New research by University of Michigan professor Martin Schmalz and co-authors Miguel Anton and Mireia Gine of the IESE Business School and Florian Ederer of the Yale School of Management helps explain why—and why benchmarking happens more in some industries than in others.
They found that when companies in an industry are owned by the same shareholders, the executives tend to be rewarded relatively more for industry performance and less for their own company's performance.
"Many people have been puzzled why shareholders approve pay packages that lead to high pay without much benchmarking," said Schmalz, the NBD Bancorp Assistant Professor of Business Administration and an assistant professor of finance. "But it's actually not that puzzling once you analyze these shareholders' economic incentives."
Mutual funds like Fidelity, BlackRock and Vanguard are often the largest shareholders of companies in the same industry. Previous research by Schmalz has looked at anti-competitive outcomes of such ownership structures in the banking and airline industries. The present paper crystallizes one reason why managers act in their common owners' interest—because they are paid to do so.

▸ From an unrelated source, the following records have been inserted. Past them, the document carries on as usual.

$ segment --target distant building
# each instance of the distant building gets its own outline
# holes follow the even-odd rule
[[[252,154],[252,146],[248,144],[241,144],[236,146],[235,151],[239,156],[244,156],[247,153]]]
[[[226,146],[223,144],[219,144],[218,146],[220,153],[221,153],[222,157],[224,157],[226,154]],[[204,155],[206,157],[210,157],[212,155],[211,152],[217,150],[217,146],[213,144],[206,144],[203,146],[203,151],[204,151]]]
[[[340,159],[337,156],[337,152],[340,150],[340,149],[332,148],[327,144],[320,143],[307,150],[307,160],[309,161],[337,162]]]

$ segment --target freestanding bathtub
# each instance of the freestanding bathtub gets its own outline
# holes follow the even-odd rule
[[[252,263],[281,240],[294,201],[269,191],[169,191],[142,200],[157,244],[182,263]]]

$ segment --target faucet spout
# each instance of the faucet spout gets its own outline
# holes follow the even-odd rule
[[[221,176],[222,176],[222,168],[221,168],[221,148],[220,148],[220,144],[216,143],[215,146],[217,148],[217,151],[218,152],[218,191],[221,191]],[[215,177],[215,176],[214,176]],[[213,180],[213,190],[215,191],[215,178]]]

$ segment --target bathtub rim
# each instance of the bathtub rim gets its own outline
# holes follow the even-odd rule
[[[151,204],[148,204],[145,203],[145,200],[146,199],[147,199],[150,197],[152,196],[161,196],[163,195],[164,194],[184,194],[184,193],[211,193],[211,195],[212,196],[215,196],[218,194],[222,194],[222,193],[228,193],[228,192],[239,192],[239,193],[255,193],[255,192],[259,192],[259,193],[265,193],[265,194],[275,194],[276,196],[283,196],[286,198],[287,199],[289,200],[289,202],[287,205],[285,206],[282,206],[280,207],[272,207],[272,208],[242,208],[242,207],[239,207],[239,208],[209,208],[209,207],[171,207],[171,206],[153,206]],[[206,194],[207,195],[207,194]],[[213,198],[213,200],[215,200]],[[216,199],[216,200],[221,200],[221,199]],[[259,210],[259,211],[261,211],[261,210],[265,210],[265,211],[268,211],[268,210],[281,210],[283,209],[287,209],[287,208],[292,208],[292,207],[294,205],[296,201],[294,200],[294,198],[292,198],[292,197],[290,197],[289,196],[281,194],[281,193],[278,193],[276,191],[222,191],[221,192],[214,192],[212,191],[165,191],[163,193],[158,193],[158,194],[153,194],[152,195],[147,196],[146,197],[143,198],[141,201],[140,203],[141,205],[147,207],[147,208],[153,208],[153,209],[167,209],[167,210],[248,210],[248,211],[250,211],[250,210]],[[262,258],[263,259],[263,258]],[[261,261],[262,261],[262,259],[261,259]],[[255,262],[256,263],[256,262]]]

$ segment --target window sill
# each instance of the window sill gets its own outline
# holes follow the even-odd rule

Schmalz, Anton, Ederer and Gine examined 20 years' worth of data from ExecuComp, which measures the compensation of top executives of the largest 2,000 U.S. companies.

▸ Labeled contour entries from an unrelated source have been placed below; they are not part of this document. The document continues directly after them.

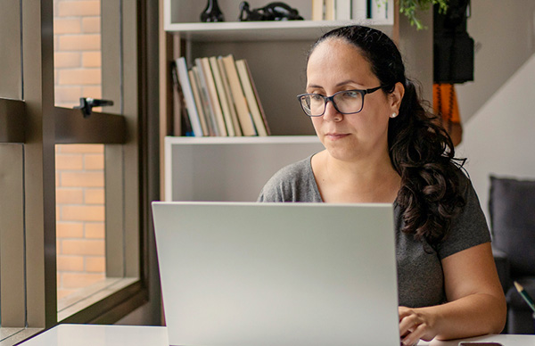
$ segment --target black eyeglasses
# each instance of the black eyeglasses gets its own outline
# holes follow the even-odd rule
[[[332,96],[324,96],[320,94],[301,94],[297,95],[297,100],[303,111],[309,117],[321,117],[325,114],[327,103],[333,105],[342,114],[354,114],[362,111],[364,107],[364,95],[379,90],[381,86],[366,90],[342,90],[334,93]]]

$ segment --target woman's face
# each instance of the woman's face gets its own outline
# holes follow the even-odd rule
[[[359,49],[342,39],[322,42],[309,59],[307,93],[331,96],[342,90],[380,85]],[[398,113],[399,89],[389,95],[383,89],[366,95],[362,111],[355,114],[342,114],[327,103],[325,114],[313,117],[312,124],[329,154],[350,161],[376,160],[376,155],[388,158],[388,122],[392,113]]]

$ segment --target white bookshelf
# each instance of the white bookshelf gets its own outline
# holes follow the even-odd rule
[[[388,35],[394,30],[393,18],[311,21],[312,0],[285,1],[305,21],[237,21],[242,0],[218,0],[226,21],[216,23],[200,22],[206,0],[162,1],[164,30],[184,43],[174,41],[170,51],[175,58],[177,54],[185,56],[188,67],[203,56],[232,54],[247,60],[274,135],[165,137],[166,201],[255,201],[279,169],[323,150],[295,97],[305,90],[306,55],[314,41],[332,29],[350,23],[373,26]],[[269,3],[248,2],[251,9]],[[185,50],[178,52],[178,46]],[[167,93],[172,95],[171,90]]]
[[[372,20],[169,23],[166,29],[179,33],[182,38],[197,42],[313,40],[332,29],[350,23],[373,26],[388,35],[392,30],[390,21]]]
[[[200,14],[206,0],[164,0],[164,29],[180,33],[181,37],[202,41],[250,40],[313,40],[318,34],[340,26],[358,23],[373,26],[391,34],[393,15],[386,20],[356,19],[352,21],[311,21],[312,0],[289,0],[286,4],[296,8],[305,21],[237,21],[242,0],[219,0],[226,21],[203,23]],[[249,0],[251,8],[263,7],[269,2]],[[393,0],[389,0],[393,8]]]
[[[278,169],[321,150],[316,136],[166,136],[166,201],[254,202]]]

The more a company's institutional shareholders own big stakes in rival companies, the less pay managers receive for company performance and the more pay they receive in response to rivals' performance.
The logic is easy to understand.
"If you benchmark performance against rival companies, that gives managers an incentive to compete aggressively. If you own a number of companies in the same industry, you don't want that to happen," Schmalz said. "If anything, you want them to cooperate more, because you want to improve the value of your entire portfolio, not just one company. Our findings suggest managerial contracts give managers economic reasons to act in their shareholders' interests—it's as simple as that."

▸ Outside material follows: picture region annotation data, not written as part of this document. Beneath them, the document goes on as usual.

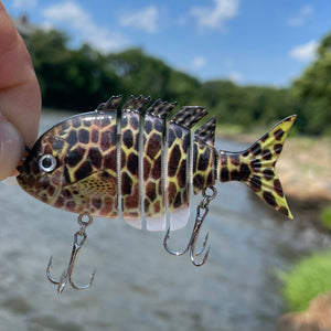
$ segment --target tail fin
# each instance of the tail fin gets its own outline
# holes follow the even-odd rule
[[[221,150],[217,171],[221,182],[233,180],[244,182],[261,200],[289,218],[293,217],[287,205],[275,166],[296,117],[292,115],[285,118],[243,152]]]

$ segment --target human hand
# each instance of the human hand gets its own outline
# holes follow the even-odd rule
[[[29,52],[0,1],[0,181],[38,136],[41,93]]]

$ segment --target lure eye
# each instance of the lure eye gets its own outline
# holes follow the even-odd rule
[[[44,154],[39,159],[38,164],[42,172],[51,172],[56,167],[56,159],[52,154]]]

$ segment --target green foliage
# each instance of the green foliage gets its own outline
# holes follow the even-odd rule
[[[324,207],[321,212],[321,223],[331,229],[331,206]]]
[[[331,252],[322,252],[300,259],[284,276],[284,297],[291,311],[302,311],[320,293],[330,291]]]
[[[141,49],[113,54],[100,54],[86,44],[70,49],[68,38],[55,30],[39,30],[25,42],[44,106],[88,110],[111,95],[143,94],[204,106],[217,122],[246,130],[291,114],[298,114],[298,132],[320,135],[331,129],[331,35],[322,40],[318,58],[291,88],[238,86],[222,79],[202,83]]]

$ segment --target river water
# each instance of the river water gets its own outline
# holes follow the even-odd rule
[[[41,131],[64,117],[44,115]],[[244,148],[229,141],[217,147]],[[166,253],[163,233],[96,218],[73,275],[85,285],[96,267],[95,284],[83,291],[68,285],[57,295],[45,269],[51,255],[54,278],[67,266],[76,216],[0,184],[0,330],[275,330],[286,309],[279,275],[331,243],[300,226],[305,211],[287,221],[243,184],[217,190],[202,229],[210,232],[211,246],[203,267],[194,267],[188,255]],[[192,221],[172,233],[174,248],[186,245]]]

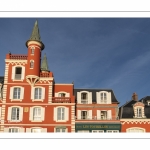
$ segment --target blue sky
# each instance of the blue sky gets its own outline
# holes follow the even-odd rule
[[[121,105],[150,95],[149,18],[0,18],[1,76],[9,51],[27,54],[36,19],[56,83],[113,89]]]

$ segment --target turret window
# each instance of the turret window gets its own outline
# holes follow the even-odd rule
[[[33,61],[30,62],[30,68],[34,68],[34,62]]]

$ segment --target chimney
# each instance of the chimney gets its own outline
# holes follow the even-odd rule
[[[133,93],[132,99],[135,101],[138,101],[138,95],[136,93]]]

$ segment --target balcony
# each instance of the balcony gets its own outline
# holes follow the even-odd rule
[[[52,103],[71,103],[71,98],[69,98],[69,97],[53,97]]]
[[[105,120],[119,120],[119,117],[112,117],[112,118],[99,118],[97,116],[81,116],[77,117],[75,116],[75,120],[99,120],[99,121],[105,121]]]

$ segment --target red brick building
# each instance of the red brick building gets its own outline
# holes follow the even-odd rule
[[[37,21],[26,47],[27,55],[6,55],[0,132],[75,132],[74,85],[55,83],[46,55],[41,63]]]
[[[150,132],[150,96],[132,99],[119,108],[121,132]]]

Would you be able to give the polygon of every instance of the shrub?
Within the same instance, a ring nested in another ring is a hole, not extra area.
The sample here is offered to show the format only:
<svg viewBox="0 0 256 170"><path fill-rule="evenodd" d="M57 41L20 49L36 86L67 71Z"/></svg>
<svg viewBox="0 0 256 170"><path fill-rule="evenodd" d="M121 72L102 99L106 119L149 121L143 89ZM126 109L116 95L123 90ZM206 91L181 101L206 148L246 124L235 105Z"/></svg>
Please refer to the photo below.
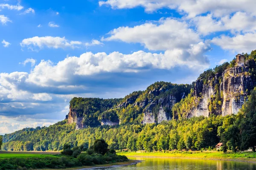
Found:
<svg viewBox="0 0 256 170"><path fill-rule="evenodd" d="M73 154L73 150L70 149L66 149L61 152L62 155L71 156Z"/></svg>
<svg viewBox="0 0 256 170"><path fill-rule="evenodd" d="M92 149L88 149L88 150L87 150L87 153L88 153L89 155L91 155L93 153L94 153L94 151Z"/></svg>
<svg viewBox="0 0 256 170"><path fill-rule="evenodd" d="M84 154L80 154L77 157L77 159L83 165L92 165L93 157L90 155Z"/></svg>

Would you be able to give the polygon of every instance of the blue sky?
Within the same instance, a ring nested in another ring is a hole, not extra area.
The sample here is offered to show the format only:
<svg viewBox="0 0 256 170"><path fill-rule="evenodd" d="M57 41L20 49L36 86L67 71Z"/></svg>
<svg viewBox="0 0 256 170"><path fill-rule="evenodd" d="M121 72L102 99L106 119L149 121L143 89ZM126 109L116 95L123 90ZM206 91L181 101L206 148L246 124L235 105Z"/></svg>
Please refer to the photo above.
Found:
<svg viewBox="0 0 256 170"><path fill-rule="evenodd" d="M0 0L0 134L63 120L74 96L191 83L256 48L254 0Z"/></svg>

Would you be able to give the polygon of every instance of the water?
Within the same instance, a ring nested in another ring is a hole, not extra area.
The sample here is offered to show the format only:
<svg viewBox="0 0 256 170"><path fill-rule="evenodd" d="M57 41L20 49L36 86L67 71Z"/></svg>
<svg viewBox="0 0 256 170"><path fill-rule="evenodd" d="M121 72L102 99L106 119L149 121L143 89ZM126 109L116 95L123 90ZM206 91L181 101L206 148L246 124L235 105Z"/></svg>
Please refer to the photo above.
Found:
<svg viewBox="0 0 256 170"><path fill-rule="evenodd" d="M134 165L106 170L256 170L256 163L233 161L182 159L129 158L144 161Z"/></svg>

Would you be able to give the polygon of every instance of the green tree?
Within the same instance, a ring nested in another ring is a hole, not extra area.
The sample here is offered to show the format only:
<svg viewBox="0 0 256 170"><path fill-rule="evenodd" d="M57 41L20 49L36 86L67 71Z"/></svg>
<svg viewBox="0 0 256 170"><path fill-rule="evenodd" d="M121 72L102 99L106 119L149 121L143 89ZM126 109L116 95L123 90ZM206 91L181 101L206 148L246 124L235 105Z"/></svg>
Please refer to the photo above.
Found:
<svg viewBox="0 0 256 170"><path fill-rule="evenodd" d="M33 142L30 141L27 141L24 144L24 150L26 151L30 151L33 150L33 147L34 146L34 144Z"/></svg>
<svg viewBox="0 0 256 170"><path fill-rule="evenodd" d="M93 148L94 151L102 155L108 151L108 144L104 139L96 139L94 141Z"/></svg>

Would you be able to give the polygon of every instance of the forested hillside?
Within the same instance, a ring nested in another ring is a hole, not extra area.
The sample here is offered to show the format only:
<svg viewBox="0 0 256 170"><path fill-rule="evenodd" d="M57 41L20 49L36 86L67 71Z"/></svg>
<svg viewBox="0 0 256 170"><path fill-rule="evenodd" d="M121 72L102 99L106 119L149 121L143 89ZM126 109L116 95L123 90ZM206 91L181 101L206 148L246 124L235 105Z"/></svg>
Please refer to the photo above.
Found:
<svg viewBox="0 0 256 170"><path fill-rule="evenodd" d="M244 65L238 65L241 57ZM123 99L75 98L66 119L5 135L2 149L58 150L67 143L88 148L103 139L121 150L200 150L220 142L224 151L255 150L256 60L256 51L238 55L192 85L160 82Z"/></svg>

The reason that large institutions own shares of firms in the same industry is similarly plain. When ordinary savers pool their retirement money in the same small set of widely diversified mutual funds (in the form of index funds or otherwise), the result is that these mutual fund families become increasingly powerful shareholders in the ownership structure of all portfolio firms.
The study, "Common Ownership, Competition, and Top Management Incentives," also suggests that mutual funds are keenly aware of their effect on executive compensation. In fact, they engage with portfolio firms about the topic hundreds of times per year, and are in open opposition to other shareholder groups that demand more relative performance evaluation in setting executive pay.
"We don't know what precisely is said in these meetings, but the mere fact that they happen, combined with the effects they have, is indication enough that regulators may want to pay attention to executive compensation as an element of antitrust policy," Schmalz said.